Department of Clinical Sciences Lund, Orthopedics, Lund University, Lund, Sweden; Department of Research and Education, Skåne University Hospital, Lund, Sweden.
Center for Primary Health Care Research, Department of Clinical Sciences, Lund University, Malmö, Sweden; University Clinic Primary Care Skåne, Region Skåne, Sweden.
J Pain. 2024 Dec;25(12):104662. doi: 10.1016/j.jpain.2024.104662. Epub 2024 Aug 28.
Both pain and mental health conditions are common among young people. They often co-occur, but we wanted to investigate further whether it is pain (abdominal pain, headache, musculoskeletal pain, menstrual pain) that precedes mental health conditions (depression, anxiety, stress, phobia) or whether it is the other way around, mental health conditions that precede pain. Using electronic health records-the Skåne Healthcare Register-we identified and followed young people aged 7 to 18 over a 13-year period and tracked all their registered diagnoses. Using Poisson regression, we analyzed the incidence rate ratio (IRR) of being diagnosed with mental health conditions after an initial diagnosis of pain and vice versa the IRR of being diagnosed with pain after an initial diagnosis of a mental health condition. Among individuals with pain, 12,054 (23%) later received a diagnosis of a mental health condition. The IRR for a mental health condition after pain was 2.86 (95% (confidence interval) CI = 2.78-2.94) compared to not having pain, adjusted for age, sex, and prior health care consultations. Among individuals with mental health conditions, 3,688 (17%) later received a diagnosis of pain. The adjusted IRR was 1.57 (95% CI = 1.52-1.63). Compared to boys, girls had consistently higher estimates, and the same was found for the younger individuals compared to the older ones. Individuals with pain have a 3-fold increased risk of developing mental health conditions, while the risk of developing pain after mental health conditions was lower although still elevated compared to young people seeking care regardless of cause. PERSPECTIVE: Young people with pain have a 3-fold increased risk of developing mental health conditions, while the reverse risk is lower but still elevated compared to young people without these conditions.
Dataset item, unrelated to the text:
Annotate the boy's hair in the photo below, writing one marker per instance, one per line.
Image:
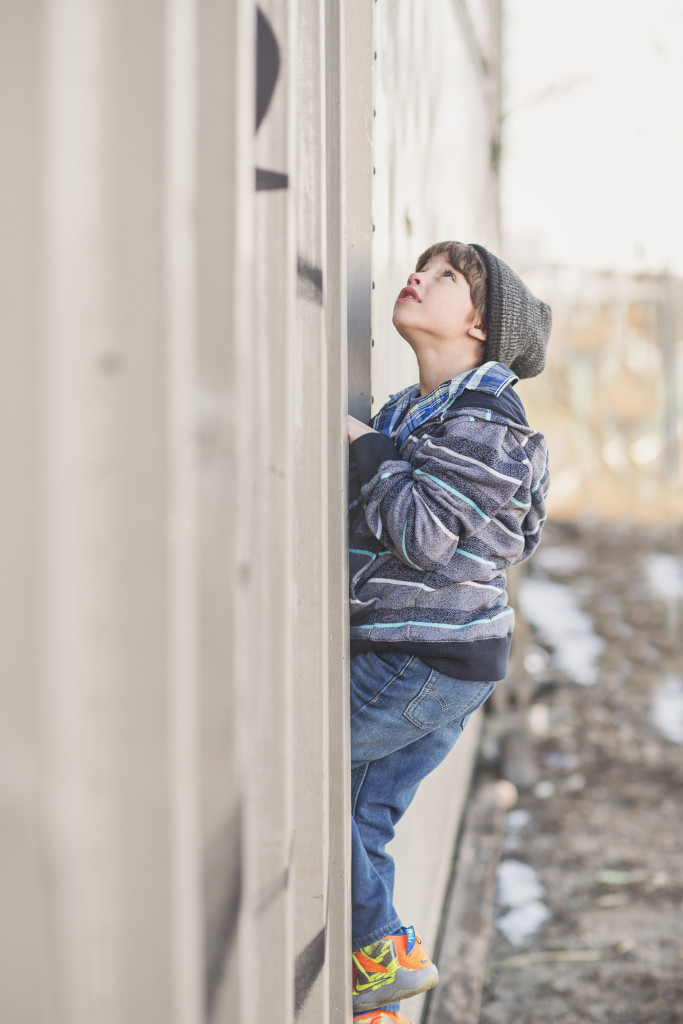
(466, 259)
Health care professionals must recognize the interplay between pain and mental health in young patients when diagnosing and planning treatment.
疼痛和心理健康状况在年轻人中都很常见。它们经常同时出现,但我们想进一步研究是疼痛(腹痛、头痛、肌肉骨骼疼痛、月经痛)先于心理健康状况(抑郁、焦虑、压力、恐惧症)出现,还是相反,心理健康状况先于疼痛出现。我们使用电子健康记录——斯科讷医疗登记处,确定并跟踪了 13 年间年龄在 7 至 18 岁的年轻人,并跟踪他们所有的登记诊断。我们使用泊松回归分析,分析了在初次诊断疼痛后被诊断为心理健康状况的发生率比(IRR),以及在初次诊断为心理健康状况后被诊断为疼痛的 IRR。在患有疼痛的个体中,有 12054 人(23%)后来被诊断为心理健康状况。与没有疼痛相比,疼痛后出现心理健康状况的 IRR 为 2.86(95%置信区间(CI)=2.78-2.94),调整了年龄、性别和先前的医疗咨询。在患有心理健康状况的个体中,有 3688 人(17%)后来被诊断为疼痛。调整后的 IRR 为 1.57(95% CI=1.52-1.63)。与男孩相比,女孩的估计值始终较高,与年龄较大的人相比,年龄较小的人也是如此。患有疼痛的个体出现心理健康状况的风险增加了 3 倍,而出现疼痛的风险虽然仍高于因其他原因寻求医疗的年轻人,但低于出现心理健康状况的风险。观点:患有疼痛的年轻人出现心理健康状况的风险增加了 3 倍,而相反的风险虽然较低,但仍高于没有这些状况的年轻人。医疗保健专业人员在诊断和规划治疗时,必须认识到年轻患者疼痛和心理健康之间的相互作用。